Sarebbero invece gravemente responsabili, su ogni piano, coloro che avrebbero dovuto valutare e decidere su test a tappeto e quarantene sistematiche e – con crescente verosimiglianza – non l’hanno fatto. E peggio sarebbe se le decisioni politico–amministrative fossero state prese in modo non coerente con le analisi e le valutazioni tecniche. 

È, non da ultimo, un fatto incontrovertibile che i focolai sono divampati al Nord: in quelle Regioni che avevano chiesto al Governo di alzare la guardia dei controlli sugli ingressi. E in risposta i governatori hanno ricevuto l’accusa di fomentatori di odio razziale e xenofobo. L’esito visibile della querelle è che il governo italiano continua a tenere apertissimi porti e frontiere nazionali mentre ha chiuso da un’ora all’altra le frontiere comunali attorno a 50mila lombardi.
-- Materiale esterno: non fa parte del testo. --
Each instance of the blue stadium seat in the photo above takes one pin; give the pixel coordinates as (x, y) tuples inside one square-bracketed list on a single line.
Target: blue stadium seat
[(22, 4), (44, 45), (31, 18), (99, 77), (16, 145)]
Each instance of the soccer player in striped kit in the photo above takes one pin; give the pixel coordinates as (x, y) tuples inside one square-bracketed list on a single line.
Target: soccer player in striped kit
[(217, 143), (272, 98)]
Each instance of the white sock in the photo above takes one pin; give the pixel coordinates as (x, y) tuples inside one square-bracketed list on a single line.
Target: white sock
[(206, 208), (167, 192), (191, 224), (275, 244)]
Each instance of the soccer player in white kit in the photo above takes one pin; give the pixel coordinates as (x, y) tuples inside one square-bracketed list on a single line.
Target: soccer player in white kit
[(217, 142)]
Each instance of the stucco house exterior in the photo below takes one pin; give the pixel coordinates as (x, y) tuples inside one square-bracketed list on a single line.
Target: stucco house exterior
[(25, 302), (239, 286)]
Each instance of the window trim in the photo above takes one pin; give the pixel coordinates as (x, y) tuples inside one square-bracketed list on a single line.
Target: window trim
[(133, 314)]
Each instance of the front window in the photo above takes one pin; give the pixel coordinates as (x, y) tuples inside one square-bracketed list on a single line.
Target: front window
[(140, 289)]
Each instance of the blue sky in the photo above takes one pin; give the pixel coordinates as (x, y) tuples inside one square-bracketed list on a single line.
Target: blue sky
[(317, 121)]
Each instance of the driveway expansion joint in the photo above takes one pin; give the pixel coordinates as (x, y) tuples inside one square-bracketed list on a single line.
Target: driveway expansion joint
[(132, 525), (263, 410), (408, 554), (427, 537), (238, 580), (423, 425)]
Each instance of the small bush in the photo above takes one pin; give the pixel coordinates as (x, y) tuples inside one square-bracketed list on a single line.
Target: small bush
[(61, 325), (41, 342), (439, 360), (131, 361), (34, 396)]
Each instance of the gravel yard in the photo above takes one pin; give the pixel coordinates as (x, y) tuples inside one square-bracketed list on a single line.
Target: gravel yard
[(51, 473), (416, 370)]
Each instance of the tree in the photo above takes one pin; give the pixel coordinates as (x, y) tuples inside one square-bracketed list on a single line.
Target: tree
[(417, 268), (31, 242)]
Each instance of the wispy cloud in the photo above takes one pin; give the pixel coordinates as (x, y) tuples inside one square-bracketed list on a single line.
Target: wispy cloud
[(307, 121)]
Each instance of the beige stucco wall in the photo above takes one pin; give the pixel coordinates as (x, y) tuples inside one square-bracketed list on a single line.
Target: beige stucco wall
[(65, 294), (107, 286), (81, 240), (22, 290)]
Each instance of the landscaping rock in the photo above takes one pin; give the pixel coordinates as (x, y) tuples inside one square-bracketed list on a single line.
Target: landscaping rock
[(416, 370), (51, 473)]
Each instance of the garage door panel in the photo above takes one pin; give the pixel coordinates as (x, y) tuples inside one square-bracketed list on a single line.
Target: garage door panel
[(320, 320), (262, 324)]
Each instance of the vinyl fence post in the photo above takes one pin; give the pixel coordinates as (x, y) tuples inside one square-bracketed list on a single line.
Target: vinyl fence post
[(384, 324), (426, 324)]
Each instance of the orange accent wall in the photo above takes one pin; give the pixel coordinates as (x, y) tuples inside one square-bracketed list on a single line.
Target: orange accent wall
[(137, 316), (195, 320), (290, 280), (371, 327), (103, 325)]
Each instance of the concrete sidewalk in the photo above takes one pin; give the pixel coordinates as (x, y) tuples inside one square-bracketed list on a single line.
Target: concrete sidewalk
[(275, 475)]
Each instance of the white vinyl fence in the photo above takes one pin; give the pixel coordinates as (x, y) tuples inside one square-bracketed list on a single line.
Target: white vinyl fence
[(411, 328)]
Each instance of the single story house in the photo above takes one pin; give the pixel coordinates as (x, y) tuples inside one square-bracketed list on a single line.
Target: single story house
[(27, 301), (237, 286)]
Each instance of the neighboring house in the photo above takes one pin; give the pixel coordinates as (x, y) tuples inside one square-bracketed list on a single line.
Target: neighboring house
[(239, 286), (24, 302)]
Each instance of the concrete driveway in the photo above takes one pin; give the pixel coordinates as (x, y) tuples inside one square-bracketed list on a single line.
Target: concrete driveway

Sono stati attivati 43 posti di blocco militari “antisperonamento” a guardia di un cordone sanitario che nei dintorni di Milano forse non si vedeva dai tempi della peste manzoniana: e se qualcuno da fuori volesse “soccorrere” un parente all’interno della zona rossa cosa ne penserebbe la Corte di Cassazione che ha confermato il buon diritto della “Capitana Carola”?

 

Nel frattempo Massimiliano Fedriga – governatore del Friuli-Venezia Giulia, Regione a statuto speciale – ha detto di aver sondato il governo sul possibile rafforzamento dei controlli all’ingresso delle frontiere con Austria e Slovenia. Da Roma, ha affermato sabato sera Fedriga, gli è stato risposto che finora non è previsto alcun cambiamento. Ci ha pensato il cancelliere austriaco Sebastian Kurz – a capo di un nuovo governo fra Popolari e Verdi – a “cambiare” in fretta: rischierando virtualmente sul Brennero i panzer già utilizzato come muro contro i migranti sbarcati in Italia (a proposito: qualcuno ha notizie del ministro degli Esteri, Luigi Di Maio?).

Lo stesso governatore (Pd) della Puglia Michele Emiliano – un magistrato – ha pensato di rialzare confini regionali interni verso il Nord: il ministro degli Affari regionali Francesco Boccia (Pd pugliese) non ha nulla da dire? L’autonomia rafforzata chiesta da Veneto e Lombardia dopo referendum popolare può attendere mentre la Puglia può imporre autonome misure di polizia sanitaria? Se il governatore Michele Emiliano può tornare alla governance borbonica delle epidemie di colera, il collega Luca Zaia potrebbe ripristinare la fiscalità della Serenissima.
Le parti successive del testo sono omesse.